Defining the Industry's Next Chapter
Genomic advances will, in all likelihood, translate to significant advances in drug development at some point in the future. Investors, however, appear disappointed that the initial mapping of the human genome did not produce more immediate therapeutic breakthroughs and seem to have quickly discounted its impact.
Yet, while genomics-directed drug development may remain a distant event, genomic advances seem poised to have a profound impact on dictating prescription patterns in the near term. The emerging use of biomarkers provides clear evidence of this trend.
It is often the case that certain people derive more benefit from one drug of a particular class than another medication in that same class. This is the reason a number of the cholesterol-lowering statins have achieved blockbuster sales status, for instance. Such differences in response are increasingly being linked to genetic variation among individuals.
The implication of the link between response and genetic variation would be the ability to prescribe medicines based on genetic profile. Examples of this application are just now beginning to emerge.
Consider maraviroc, the first in a new class of anti-HIV therapeutics being developed by Pfizer(www.pfizer.com). Maraviroc works by blocking viral entry through the CCR5 pathway. In some 15% of newly infected patients, however, the virus accesses the host cell through an alternate CXCR4 entry against which maraviroc has limited effectiveness. In its Phase III trial, the company coupled the use of maraviroc with the Monogram Biosciences(www.monogrambio.com) assay to screen for CCR5-tropic patients. Pfizer plans to market the drug alongside the CCR5 assay. In April, an FDA advisory panel recommended accelerated approval of maraviroc.
Bucindolol, a beta blocker, provides further evidence that the long-awaited promise of biomarkers is at the cusp of realization. Bucindolol is a long-since-forgotten heart failure drug. Recent DNA analysis revealed that in heart failure patients with a particular genetic variant for a protein receptor on heart cells, bucindolol was highly effective, significantly more so than other beta blockers.

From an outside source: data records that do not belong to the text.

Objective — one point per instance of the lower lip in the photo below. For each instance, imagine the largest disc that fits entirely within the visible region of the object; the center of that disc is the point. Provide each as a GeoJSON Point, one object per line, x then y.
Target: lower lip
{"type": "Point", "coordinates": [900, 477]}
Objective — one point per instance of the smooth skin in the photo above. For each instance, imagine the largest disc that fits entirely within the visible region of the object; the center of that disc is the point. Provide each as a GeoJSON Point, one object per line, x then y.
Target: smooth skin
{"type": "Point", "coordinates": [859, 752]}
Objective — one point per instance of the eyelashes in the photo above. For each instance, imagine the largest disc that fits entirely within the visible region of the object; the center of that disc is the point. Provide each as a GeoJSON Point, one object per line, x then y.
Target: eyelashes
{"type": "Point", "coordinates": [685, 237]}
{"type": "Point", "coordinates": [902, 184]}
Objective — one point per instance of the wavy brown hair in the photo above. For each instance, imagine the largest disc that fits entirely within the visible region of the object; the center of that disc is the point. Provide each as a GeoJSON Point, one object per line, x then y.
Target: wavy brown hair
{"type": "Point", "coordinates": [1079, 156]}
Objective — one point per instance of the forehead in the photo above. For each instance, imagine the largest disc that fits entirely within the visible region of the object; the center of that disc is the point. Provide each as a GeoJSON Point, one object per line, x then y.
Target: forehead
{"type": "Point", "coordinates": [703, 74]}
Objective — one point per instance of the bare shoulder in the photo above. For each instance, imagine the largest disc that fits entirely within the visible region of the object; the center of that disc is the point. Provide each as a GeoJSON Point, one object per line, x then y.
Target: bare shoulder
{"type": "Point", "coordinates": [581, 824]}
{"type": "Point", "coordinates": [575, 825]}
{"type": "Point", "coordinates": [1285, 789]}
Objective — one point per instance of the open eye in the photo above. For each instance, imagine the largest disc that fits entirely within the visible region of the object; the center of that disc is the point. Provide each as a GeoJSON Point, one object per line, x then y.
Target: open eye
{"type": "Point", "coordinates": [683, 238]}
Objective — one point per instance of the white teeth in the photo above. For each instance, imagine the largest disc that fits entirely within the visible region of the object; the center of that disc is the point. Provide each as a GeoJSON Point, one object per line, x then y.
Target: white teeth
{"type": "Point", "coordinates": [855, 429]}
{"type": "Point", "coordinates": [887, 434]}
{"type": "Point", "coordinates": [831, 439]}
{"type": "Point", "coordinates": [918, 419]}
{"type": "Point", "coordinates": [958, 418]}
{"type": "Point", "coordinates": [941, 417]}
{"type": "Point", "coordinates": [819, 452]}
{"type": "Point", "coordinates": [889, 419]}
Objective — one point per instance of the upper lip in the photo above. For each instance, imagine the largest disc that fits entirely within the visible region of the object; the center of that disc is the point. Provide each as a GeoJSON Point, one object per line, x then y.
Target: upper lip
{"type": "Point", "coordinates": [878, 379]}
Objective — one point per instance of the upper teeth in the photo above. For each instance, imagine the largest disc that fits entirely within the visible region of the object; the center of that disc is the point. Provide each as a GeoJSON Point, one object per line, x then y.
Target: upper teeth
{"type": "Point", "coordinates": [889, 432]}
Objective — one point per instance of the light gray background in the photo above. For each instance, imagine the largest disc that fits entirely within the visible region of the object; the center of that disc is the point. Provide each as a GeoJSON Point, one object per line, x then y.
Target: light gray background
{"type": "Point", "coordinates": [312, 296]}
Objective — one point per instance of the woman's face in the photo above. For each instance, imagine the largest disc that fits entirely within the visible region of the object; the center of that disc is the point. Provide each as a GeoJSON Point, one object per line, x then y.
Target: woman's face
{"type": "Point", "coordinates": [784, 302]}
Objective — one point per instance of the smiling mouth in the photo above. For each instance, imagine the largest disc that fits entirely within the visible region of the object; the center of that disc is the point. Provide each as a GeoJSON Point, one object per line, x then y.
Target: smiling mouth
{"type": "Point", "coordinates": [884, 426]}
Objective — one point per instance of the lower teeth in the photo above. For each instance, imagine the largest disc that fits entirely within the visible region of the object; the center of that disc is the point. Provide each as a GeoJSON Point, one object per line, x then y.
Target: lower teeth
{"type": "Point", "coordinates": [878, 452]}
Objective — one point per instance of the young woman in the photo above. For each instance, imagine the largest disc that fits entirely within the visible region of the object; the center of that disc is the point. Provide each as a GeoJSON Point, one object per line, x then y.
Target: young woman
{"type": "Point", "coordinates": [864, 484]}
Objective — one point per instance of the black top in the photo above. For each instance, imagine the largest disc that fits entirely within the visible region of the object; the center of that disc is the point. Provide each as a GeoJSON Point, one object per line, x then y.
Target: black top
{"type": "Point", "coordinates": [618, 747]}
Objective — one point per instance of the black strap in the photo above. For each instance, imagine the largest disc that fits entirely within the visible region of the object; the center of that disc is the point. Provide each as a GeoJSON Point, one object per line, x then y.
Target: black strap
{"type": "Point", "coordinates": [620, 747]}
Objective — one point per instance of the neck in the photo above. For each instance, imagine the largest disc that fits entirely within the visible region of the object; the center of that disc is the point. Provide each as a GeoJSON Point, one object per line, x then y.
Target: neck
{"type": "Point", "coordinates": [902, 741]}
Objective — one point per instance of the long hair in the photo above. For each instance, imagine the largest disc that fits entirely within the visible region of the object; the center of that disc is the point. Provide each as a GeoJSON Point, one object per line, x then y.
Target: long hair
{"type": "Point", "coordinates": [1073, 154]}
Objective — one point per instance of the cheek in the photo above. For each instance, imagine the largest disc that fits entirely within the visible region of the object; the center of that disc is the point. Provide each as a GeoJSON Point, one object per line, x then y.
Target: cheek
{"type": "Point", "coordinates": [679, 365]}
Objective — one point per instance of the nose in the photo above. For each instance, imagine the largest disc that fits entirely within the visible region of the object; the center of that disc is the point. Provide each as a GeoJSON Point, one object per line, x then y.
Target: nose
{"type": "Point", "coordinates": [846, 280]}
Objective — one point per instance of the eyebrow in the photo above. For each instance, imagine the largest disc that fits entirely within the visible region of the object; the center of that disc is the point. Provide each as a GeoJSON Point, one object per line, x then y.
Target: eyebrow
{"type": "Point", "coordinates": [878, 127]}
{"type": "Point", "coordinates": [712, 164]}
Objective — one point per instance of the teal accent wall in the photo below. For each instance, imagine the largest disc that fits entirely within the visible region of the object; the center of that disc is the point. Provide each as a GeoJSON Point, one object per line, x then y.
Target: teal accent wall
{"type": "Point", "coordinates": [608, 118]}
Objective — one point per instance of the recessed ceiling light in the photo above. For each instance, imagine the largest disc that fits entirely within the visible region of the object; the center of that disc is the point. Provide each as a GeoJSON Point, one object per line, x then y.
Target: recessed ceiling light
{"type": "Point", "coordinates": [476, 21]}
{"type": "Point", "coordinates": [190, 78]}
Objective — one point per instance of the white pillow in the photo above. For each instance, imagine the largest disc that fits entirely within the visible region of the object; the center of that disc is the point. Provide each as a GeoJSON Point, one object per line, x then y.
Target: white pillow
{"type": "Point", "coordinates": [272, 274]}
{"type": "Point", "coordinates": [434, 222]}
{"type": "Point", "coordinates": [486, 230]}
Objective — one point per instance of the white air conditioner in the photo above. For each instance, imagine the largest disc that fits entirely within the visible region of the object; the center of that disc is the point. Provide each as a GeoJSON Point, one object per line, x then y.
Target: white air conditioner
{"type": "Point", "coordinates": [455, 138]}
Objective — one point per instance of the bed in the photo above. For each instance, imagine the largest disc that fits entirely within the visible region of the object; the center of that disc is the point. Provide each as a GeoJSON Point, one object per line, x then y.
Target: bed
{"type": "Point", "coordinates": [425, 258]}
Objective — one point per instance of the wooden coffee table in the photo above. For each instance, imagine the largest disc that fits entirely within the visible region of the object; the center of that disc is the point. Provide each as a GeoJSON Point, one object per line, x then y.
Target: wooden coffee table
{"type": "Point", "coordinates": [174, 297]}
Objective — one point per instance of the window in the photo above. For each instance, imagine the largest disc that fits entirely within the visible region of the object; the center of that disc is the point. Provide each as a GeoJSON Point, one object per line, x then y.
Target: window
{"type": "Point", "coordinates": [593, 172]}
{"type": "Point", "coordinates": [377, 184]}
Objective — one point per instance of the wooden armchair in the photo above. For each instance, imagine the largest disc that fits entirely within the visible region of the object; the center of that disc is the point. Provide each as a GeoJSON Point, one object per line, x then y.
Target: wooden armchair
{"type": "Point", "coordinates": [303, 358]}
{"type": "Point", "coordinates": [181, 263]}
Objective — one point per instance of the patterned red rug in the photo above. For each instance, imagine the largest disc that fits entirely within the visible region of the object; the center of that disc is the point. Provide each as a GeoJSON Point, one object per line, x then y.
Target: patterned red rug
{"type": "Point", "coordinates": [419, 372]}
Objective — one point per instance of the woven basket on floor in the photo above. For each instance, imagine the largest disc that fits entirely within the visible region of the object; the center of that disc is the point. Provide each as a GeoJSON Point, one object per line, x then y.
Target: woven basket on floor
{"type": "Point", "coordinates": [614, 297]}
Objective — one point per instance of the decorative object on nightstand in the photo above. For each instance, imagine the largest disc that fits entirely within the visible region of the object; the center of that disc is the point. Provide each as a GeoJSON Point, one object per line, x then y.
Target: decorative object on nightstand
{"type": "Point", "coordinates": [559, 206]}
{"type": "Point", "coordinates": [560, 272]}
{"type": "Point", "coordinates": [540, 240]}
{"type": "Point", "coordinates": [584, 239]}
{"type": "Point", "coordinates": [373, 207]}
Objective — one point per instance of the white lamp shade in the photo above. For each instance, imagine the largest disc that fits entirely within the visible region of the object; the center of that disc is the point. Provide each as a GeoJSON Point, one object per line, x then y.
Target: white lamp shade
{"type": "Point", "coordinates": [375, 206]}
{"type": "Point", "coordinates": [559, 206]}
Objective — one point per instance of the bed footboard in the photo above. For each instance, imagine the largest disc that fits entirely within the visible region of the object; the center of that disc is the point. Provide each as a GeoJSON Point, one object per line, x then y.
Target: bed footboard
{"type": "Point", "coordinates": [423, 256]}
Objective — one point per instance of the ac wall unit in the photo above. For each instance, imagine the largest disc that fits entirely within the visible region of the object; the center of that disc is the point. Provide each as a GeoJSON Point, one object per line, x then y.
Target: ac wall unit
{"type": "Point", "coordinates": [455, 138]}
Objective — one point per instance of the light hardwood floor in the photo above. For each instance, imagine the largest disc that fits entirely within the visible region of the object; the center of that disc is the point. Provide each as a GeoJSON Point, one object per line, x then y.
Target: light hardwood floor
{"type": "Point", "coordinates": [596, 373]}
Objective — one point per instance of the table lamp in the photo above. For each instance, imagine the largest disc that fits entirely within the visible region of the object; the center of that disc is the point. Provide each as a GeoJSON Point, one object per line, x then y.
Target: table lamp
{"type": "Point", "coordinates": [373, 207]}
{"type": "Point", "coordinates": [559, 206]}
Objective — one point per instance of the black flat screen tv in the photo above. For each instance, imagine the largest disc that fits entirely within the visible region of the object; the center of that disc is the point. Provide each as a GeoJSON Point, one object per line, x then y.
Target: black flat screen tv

This revelation led to the creation of ARCA Discovery, which is looking to commercialize this biomarker-linked therapeutic.
Yet, it is not readily apparent who would fund the clinical trials necessary to establish the widespread application of biomarker-guided drug selection, despite successes such as these. Historical prescription volumes could in some sense be considered artificially high as physicians have had only limited means to qualify users with any degree of accuracy.
Drug selection heretofore has largely been a trial-and-error process, with doctors often changing prescriptions repeatedly in the hope of identifying the best drug for a particular patient. According to a geneticist with a major pharmaceutical company, quoted in a 2004 San Francisco Chronicle article, “likely 90% of prescription medications work in only 30% to 50% of the people who take them.”
This apparent incongruity between therapeutic technology and the economic self-interest of drug companies explains in great part why, despite the FDA strongly encouraging the submission of biomarker data with NDA submissions, the industry has been dragging its feet.
If not the pharmaceutical industry, then who might take the lead to promote biomarker-driven therapeutics? Clearly significant investment in discovery as well as clinical trial validation would be required.
Economics have not rewarded participants in the diagnostic industry for making the investment necessary to advance such innovations. High volume at low cost continues to be the overriding operating philosophy of the industry. The few companies that have made the pharmaceutical-size investments to bring diagnostic advances to market have been unable to recapture that investment.
The managed-care industry could drive implementation as it looks for additional opportunities to control costs. Certainly the largest of these firms would have the economic clout to push change. Yet, as long as their policy holders continue to shoulder cost increases, managed care’s motivation to move aggressively seems uncertain.
Perhaps, though, it will be the pharmaceutical industry itself that ultimately become the champion of biomarker-linked medicine. While response-based patient segmentation would likely result in fewer prescriptions, it is unclear whether this would translate into less revenue. The pharmaco-economic case for reduced system-wide costs may likely support significant price increases. At the same time, the costs to bring new drugs to market would likely be substantially reduced. Clinical trials would be much more targeted toward specific patient populations. Marketing costs would also be dramatically reduced, as sales calls and ad campaigns become secondary to objective scientific criteria.
Likely, it will be the recognition of benefits such as these that will provide the impetus to overcome the sector’s initial aversion. And with it, the industry just might find a new rudder to guide its future course.